The important issue of disclosure of documents in the context of litigation before the First-tier Tribunal (FTT) was recently considered in Peter A D Fisher, Stephen D Fisher and Anne P Fisher v HMRC  UKFTT 335. Although both the taxpayers and HMRC requested the other party to disclose various documents in preparation for a future hearing, for the purpose of this update we intend to limit our comments to HMRC’s request that the taxpayers provide instructions to counsel and a note of conference with counsel on the basis that privilege had been waived.
The taxpayers appealed against three assessments to tax under what was section 739 Income and Corporation Taxes Act 19881 which, readers will recall, was intended to prevent tax avoidance by individuals ordinarily resident in the UK by creating an income tax liability on them when transferring assets abroad.
The assessments in question were made following the purchase by Stan James (Gibraltar) Limited (SJG) of the tele-betting business, Stan James (Abingdon) Limited (SJA) in February 2000. The taxpayers held all the shares in both SJG and SJA.
HMRC applied for the disclosure of instructions to and note of conference with counsel dated 19 December 2001 (the December 2001 documents). HMRC contended that privilege had been waived over these documents because they had:
- been included in the taxpayers’ list of documents; and
- the taxpayers had already disclosed to HMRC two other sets of instructions to and note of conference with counsel and privilege had therefore been waived.
HMRC were unsuccessful. The FTT held that:
- being listed in the taxpayers’ list of documents was not sufficient to waive privilege;
- a waiver of privilege over the December 2001 documents could only have occurred where there had been an “alteration, amplification or extension of the advice already disclosed” – in this case if the December 2001 documents continued or related to the advice contained in the previously disclosed counsels’ advice; and
- the advice was given some considerable time after the transaction in question had taken place, and therefore could not have influenced the taxpayers’ decision to carry out the transaction.

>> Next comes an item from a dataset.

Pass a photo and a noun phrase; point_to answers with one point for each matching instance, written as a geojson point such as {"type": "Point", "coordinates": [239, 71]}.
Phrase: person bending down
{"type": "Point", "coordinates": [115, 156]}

Although taxpayers will no doubt be relieved that the FTT dismissed HMRC’s application, this case is a salutary reminder of the hidden dangers of disclosing to HMRC some, but not all, privileged documentation. In such circumstances, there is always the very real possibility that HMRC will seek, as they did in this case, to argue that privilege has been waived on other privileged material. The waiver of privilege is a complex area and taxpayers need to ensure that by waiving privilege in relation to some documents they do not thereby inadvertently waive privilege in relation to other documents which they do not wish to disclose to HMRC.